Hikâye bundan ibaret. Dedim ya; “Düşler Ülkesi, Afyonlanmış Halk, Kara Saray, Şarlatan Kral ve Soytarıları!”

Nereden başlasam ki? Bir kelime üzerine yoğunlaşalım o halde, bir kelime, binlerce acı içinde! Sahi neydi o kelime?

“Ah!”

Ah; az harfli, bin bir sesli acı! Ne güzel değil mi? Az harf çok sesli acı… Söylemesi de,  yazması kadar kolay; ah!
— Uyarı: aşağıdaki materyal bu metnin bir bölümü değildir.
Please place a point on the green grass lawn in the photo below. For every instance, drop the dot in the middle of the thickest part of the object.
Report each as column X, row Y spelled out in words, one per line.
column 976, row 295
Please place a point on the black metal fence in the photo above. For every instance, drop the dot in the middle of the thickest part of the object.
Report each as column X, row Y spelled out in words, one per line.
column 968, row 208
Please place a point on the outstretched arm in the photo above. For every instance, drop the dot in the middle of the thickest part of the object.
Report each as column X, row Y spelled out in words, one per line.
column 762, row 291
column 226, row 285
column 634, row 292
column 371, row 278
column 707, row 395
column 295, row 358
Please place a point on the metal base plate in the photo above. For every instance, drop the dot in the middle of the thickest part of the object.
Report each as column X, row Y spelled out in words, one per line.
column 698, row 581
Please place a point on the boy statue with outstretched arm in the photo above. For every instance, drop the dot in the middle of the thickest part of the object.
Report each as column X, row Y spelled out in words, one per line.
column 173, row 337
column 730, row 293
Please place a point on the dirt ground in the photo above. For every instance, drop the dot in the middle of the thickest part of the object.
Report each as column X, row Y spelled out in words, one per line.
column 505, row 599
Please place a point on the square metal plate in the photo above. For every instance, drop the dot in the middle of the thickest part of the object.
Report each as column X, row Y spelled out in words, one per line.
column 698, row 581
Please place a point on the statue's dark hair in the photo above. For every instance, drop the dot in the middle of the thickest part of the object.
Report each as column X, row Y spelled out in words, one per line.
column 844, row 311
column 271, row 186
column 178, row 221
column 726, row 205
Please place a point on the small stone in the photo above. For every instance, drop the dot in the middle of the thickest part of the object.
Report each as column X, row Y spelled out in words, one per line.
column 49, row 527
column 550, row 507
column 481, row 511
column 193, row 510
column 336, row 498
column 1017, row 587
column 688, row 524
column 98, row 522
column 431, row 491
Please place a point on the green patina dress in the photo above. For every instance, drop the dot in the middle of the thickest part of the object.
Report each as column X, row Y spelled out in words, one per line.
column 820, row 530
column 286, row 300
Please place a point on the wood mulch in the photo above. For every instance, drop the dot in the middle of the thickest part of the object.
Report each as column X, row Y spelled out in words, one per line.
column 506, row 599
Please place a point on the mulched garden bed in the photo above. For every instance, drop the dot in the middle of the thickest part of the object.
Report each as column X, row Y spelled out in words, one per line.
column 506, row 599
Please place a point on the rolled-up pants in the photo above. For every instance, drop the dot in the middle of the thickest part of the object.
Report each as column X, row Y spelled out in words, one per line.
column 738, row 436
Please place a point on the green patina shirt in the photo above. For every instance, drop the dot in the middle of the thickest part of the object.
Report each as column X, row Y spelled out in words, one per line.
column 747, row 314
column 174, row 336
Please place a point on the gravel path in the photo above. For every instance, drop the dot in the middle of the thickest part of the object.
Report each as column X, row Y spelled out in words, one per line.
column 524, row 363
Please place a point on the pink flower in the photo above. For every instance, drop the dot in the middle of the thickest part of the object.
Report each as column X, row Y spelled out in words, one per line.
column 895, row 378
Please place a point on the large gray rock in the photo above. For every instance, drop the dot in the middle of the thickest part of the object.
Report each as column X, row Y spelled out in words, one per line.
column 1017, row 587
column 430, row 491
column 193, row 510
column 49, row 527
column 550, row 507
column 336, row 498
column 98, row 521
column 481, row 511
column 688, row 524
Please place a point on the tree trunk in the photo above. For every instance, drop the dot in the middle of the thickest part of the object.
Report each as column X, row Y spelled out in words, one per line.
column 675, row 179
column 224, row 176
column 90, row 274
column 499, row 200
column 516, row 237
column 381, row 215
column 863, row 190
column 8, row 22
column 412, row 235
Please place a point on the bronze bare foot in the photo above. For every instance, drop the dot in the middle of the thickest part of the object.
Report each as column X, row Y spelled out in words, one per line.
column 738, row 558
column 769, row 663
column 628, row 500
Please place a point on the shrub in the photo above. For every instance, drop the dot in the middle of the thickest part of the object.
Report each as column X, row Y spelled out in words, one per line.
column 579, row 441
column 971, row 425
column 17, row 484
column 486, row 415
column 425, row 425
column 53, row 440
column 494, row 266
Maalesef halleşmek için oturduğumuz her mecliste bir “Ah” bir de “Saray soytarısı” var…

Karabasan Şehri, Düşler Ülkesinin uğramadığım son vilayetiydi.  Buraya gelmeden önce uzun yıllar süren ve nihayetinde tamamladığım Düşler Ülkesi gezimde de aynı manzara çıktı karşıma, Düşler Ülkesinin her köşesinde durum aynı sadece isimler farklı bir “Ah” bir de “Şarlatan Kral” Şarlatan Kral’ın kim olduğunu bildiğimiz için, çok üzerinde durmayacağım. Biz yine de zerreden zümreye ulaşmanın hesabını yapalım, balık baştan kokar, kokuysa ayaktan başa çıkar! Bu öyle bir koku ki; afyonlanmış halk bile kokuyla ayılmaya başladı…

“Gözlem, halleşme, sohbet vesaire sonrası hatırımda kalan birkaç Saray Soytarısı lafsı:

- Filan yerde tuvalet girişine turnike yapılacakmış, Saray Soytarısı müsaade etmemiş!
- Filan kuruma filan adamın kadrosu devlet tarafından gelmiş, Saray Soytarısı müsaade etmemiş!
- Filan yere adam alınacakmış, Saray Soytarısından destur almak gerekiyormuş!
- Filan lokanta dışında bir yerde yemek yenilmezmiş, Saray Soytarısı işinden edermiş!
- Filan adam kız isteyecekmiş, Saray Soytarısının kızı görmesi gerekmiş!
- Filan yerde açılış olacakmış, Saray Soytarısını beklemek gerekmiş!
- Filan yerde trafik durmuş, Saray Soytarısı geçecekmiş!
- Filan yerde ağaçlık varmış, Saray Soytarısı imara açmış!
- Filan yerde esnaf kapıya iskemle, kasa, vesaire koymuş, Saray Soytarısı toplatmış!
- Filan yerde gazete çıkacakmış, Saray Soytarısının onayı gerekiyormuş!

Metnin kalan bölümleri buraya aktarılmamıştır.